You know, just because there’s no record in Scriptures of it ever occurring, doesn’t mean Jesus didn’t first warm up his crowds.
SERMON ON THE MOUNT
“My previous Sermon on the Mount Tour stop was in my hometown of Nazareth, and boy, that crowd was rough. They were so rough, I was practically dismounted. I tell ya, no respect. What’s that saying, you can always go home again? Verily, verily, I say unto you – you can’t.”
FEEDING THE 5000
“Wow, what a great crowd. A huge crowd. You guys are awesome. Y’all were walking around the end of the lake, and I thought, man, it will take me forever to go that way. So glad I can walk on water. Ziiiiiippp!!! And here I am. Moses couldn’t do that. He’s up in heaven, looking at Yahweh, saying ‘That would have been nice’.”

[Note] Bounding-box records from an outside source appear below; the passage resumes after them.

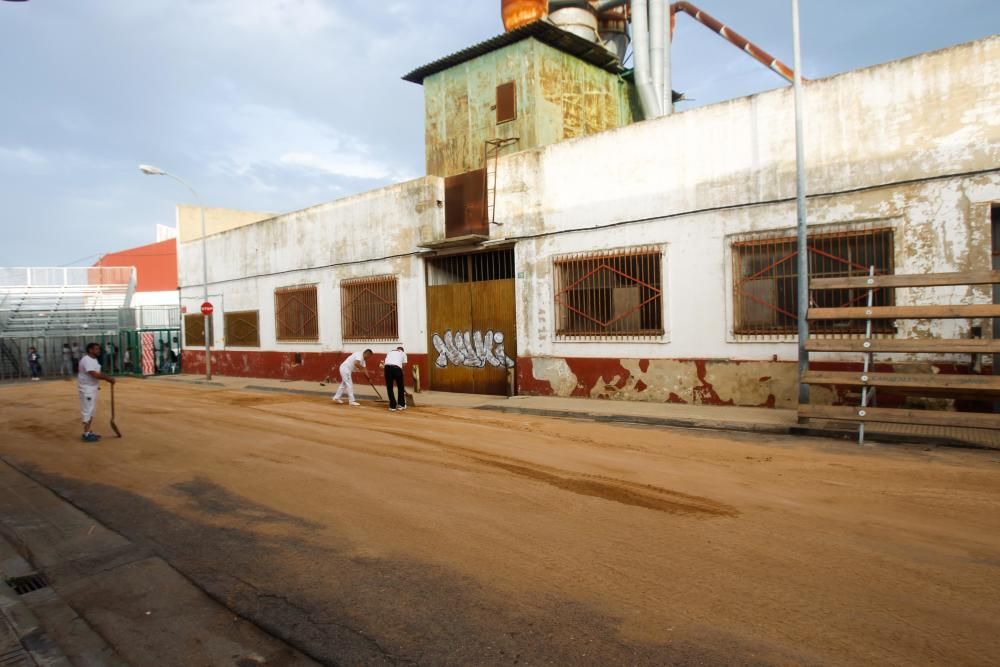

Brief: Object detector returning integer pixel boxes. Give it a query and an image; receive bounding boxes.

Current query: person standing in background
[28,347,42,382]
[76,343,115,442]
[69,341,83,375]
[59,343,73,377]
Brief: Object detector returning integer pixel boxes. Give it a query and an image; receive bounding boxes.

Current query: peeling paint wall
[179,37,1000,407]
[178,177,444,354]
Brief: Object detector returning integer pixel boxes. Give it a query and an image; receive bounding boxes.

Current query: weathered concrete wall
[180,37,1000,406]
[178,178,444,353]
[177,204,276,243]
[423,38,632,176]
[497,37,1000,405]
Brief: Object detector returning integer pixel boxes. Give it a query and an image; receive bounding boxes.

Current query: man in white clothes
[333,350,372,405]
[382,345,406,412]
[76,343,115,442]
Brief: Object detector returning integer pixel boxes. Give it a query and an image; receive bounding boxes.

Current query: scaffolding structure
[0,266,180,380]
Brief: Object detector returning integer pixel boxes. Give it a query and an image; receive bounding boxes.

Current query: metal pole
[198,198,212,380]
[163,172,212,380]
[792,0,809,403]
[661,0,674,116]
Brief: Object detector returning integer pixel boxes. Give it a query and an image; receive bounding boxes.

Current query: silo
[500,0,549,32]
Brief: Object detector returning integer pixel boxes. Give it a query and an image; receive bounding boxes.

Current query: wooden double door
[427,249,517,396]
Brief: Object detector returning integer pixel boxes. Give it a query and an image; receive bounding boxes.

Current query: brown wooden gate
[427,250,517,395]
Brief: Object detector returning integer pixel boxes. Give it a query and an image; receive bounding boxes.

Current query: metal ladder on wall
[483,137,518,226]
[858,265,877,445]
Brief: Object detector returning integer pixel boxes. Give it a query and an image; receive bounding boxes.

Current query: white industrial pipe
[632,0,660,119]
[660,0,674,116]
[649,0,667,109]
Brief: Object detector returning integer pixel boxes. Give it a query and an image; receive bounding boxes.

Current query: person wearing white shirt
[382,345,406,412]
[76,343,115,442]
[333,350,372,405]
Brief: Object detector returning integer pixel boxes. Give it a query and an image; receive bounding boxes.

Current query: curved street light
[139,164,212,380]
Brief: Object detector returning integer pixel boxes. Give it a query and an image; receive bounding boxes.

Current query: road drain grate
[4,572,49,595]
[0,647,35,667]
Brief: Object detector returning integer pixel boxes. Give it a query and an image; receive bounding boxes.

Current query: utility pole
[792,0,809,403]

“Before dinner, let me tell you a funny story. So I was with my disciples yesterday, walking somewhere, and I ask Nathaniel, ‘How many hairs are on your head?’ Cos I totally know the answer, right? And he says, ‘All of them?’ We all laughed so hard. And he’s like, ‘What? What’d I say?’”
DISTRICT OF DALMANUTHA (Mk 8:15)
“I see a couple Pharisees in the crowd today. Actually, I didn’t have to see them to know they were here. I tripped on their phylacteries while coming up the hillside. Seriously, though, I’m glad they came, even though only two are here. I guess the rest didn’t think it was worth the tassel.”
AT THE SEA OF GALILEE
“So I was doing a charity gig up in Capernaum, and I healed Peter’s mother-in-law. No, no – no mother-in-law jokes. I’ve no experience when it comes to mothers-in-law. But later, I hear her telling her neighbor, ‘Sure, healing me was great, but a real miracle would be turning Peter into a better fisherman’.”
IN A SYNAGOGUE
“That passage from Tobit reminds me of a story about my dear mother, Mary. You see, she too had been visited by an angel. Gabriel had come to her, saying “Hail, full of grace!” And she looked at him and said, “I’m awfully sorry, but can you come back in ten minutes? I’m praying my rosary.”
Hmmm. Given the way some priests start all their homilies with a joke or two, they’d have no trouble believing Jesus warmed up the crowds before teaching them.